Эдип был тем, кто убил Лая. Эдип наложил проклятие на того, кто Лая убил. Проклятие на самого себя.
– А дальше?
– Нечего мне добавить. Я покинул Фивы. У Креонта служить не хотел. Я был всегда верен Лаю и Иокасте. Узнав, что некий юноша – ты – пришел править вместо Лая, я подумал, что, может, наконец-то нашелся его сын, но затем услыхал о твоей женитьбе на царице и понял, что не сын ты Лаю.
– Сын? – переспросил Эдип. – Но у Лая с Иокастой не было детей.

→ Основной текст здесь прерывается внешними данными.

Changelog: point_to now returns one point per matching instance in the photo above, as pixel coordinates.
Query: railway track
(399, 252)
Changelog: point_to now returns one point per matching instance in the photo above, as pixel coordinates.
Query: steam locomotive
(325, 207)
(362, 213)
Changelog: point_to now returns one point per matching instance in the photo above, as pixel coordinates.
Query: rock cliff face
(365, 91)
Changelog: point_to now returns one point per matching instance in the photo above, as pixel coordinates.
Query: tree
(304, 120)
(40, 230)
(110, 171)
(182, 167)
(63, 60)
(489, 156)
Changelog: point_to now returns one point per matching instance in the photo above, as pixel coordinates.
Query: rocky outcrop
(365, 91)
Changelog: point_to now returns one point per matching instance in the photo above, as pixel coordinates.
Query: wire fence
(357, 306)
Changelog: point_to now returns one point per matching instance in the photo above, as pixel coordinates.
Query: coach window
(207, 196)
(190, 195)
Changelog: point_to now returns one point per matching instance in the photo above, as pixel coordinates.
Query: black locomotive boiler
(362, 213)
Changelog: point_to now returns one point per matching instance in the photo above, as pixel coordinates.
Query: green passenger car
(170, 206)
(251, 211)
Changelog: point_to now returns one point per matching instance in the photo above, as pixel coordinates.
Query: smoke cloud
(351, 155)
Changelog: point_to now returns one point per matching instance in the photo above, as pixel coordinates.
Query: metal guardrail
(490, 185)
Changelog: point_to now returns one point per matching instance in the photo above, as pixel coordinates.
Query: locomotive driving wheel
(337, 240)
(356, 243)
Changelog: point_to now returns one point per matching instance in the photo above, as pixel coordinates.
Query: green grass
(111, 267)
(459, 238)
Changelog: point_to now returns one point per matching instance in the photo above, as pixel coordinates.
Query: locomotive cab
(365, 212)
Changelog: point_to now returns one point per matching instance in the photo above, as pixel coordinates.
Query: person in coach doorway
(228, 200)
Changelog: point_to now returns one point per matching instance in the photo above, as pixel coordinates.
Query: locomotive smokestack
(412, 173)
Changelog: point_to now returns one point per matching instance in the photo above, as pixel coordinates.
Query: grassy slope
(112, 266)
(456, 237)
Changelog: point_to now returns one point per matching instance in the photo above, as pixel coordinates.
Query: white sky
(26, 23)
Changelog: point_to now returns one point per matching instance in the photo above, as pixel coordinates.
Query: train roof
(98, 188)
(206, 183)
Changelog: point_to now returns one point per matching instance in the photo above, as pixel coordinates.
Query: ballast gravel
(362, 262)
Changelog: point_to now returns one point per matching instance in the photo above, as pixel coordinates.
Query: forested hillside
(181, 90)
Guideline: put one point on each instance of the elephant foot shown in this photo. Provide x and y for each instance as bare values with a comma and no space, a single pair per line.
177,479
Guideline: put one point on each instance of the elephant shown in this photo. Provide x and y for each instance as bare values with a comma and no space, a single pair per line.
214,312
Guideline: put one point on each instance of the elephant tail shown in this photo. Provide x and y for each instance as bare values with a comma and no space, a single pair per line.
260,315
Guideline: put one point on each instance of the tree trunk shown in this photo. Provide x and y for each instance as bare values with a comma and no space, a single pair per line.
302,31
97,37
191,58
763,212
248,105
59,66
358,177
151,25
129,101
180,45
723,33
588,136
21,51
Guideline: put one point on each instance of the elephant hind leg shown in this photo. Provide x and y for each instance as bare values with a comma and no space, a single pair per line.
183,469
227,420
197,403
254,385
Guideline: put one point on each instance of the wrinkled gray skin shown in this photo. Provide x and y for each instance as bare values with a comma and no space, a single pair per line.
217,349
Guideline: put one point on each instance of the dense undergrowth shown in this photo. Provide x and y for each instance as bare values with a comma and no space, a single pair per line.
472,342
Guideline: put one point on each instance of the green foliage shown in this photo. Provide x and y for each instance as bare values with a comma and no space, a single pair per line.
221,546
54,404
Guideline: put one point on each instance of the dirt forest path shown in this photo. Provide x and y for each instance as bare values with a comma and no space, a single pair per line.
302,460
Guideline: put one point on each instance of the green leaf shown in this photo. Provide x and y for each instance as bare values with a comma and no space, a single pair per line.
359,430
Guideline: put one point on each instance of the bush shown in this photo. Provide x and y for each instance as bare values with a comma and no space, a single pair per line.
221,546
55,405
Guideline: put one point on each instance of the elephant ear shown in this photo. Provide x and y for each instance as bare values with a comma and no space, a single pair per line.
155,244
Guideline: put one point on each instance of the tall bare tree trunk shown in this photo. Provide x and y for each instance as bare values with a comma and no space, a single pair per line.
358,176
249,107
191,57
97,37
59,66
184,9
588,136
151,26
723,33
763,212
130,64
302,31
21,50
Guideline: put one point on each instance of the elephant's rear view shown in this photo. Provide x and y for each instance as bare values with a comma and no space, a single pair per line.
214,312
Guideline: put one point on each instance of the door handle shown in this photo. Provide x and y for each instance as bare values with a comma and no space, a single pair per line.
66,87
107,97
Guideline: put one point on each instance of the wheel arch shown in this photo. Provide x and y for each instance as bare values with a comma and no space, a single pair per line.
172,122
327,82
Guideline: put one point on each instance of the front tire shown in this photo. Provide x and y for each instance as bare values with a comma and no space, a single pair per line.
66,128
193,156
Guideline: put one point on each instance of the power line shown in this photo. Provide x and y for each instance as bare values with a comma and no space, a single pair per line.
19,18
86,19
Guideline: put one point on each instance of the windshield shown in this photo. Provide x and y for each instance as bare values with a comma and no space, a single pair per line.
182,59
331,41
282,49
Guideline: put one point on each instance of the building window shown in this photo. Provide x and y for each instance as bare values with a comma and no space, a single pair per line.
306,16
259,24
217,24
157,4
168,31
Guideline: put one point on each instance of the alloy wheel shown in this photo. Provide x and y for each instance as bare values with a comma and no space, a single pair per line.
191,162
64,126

– А, она тебе так сказала, да? Был у них сын, но они не могли его себе оставить.
– Что ты такое говоришь? – Эдип тряхнул Антимеда за плечо. – Что ты говоришь?
– Да чего б не выложить все, раз так, – промолвил Антимед. – Жить мне осталось недолго, не хочу я оказаться перед Судьями загробного мира с нечистой душой. Оракул предупредил Лая, что, родись у него сын, убьет он Лая, а потому, когда у Иокасты родился мальчик, Лай вручил его мне и велел приковать младенца на горе Киферон и… О боги! – Теперь пришел черед Антимеда таращиться на Эдипа. – Только не это. Нет, нет…
Из другого дворцового крыла донеслись крики. В тот миг, когда Стратон рассказал, как отнес младенца Эдипа с горы Киферон в Коринф, Иокаста постигла страшную истину и покончила с собой. Эдип примчался на крики в царицыны покои и увидел, что тело Иокасты свисает с потолка, а царевны рыдают под ним. Эдип выслал их прочь.
Все прояснилось. Это он, Эдип, убийца Лая, навлек болезнь на Фивы. Само по себе ужасно. А теперь он знал, что вся правда целиком – еще глубже, мрачнее и невыносимее. Лай – его отец. Эдип взял в жены Иокасту и родил с ней четверых детей. Он с широкой оглаской искал правды и выхвалялся, что найдет ее, но, как и предупреждал его слепой Тиресий, видеть эту правду не мог. Это он, Эдип, осквернитель. Это он вредитель. Это он – хворь.
Захотел прикончить себя, но как же мог он? А ну как встретит он свою мать-жену Иокасту в подземном мире? И отца, которого убил? Такого не вынести. Во всяком случае – пока. Пока не наказан Эдип за немыслимое свое преступление.
Потянулся он к платью Иокасты, извлек длинные шпильки от брошей и воткнул их себе в глаза.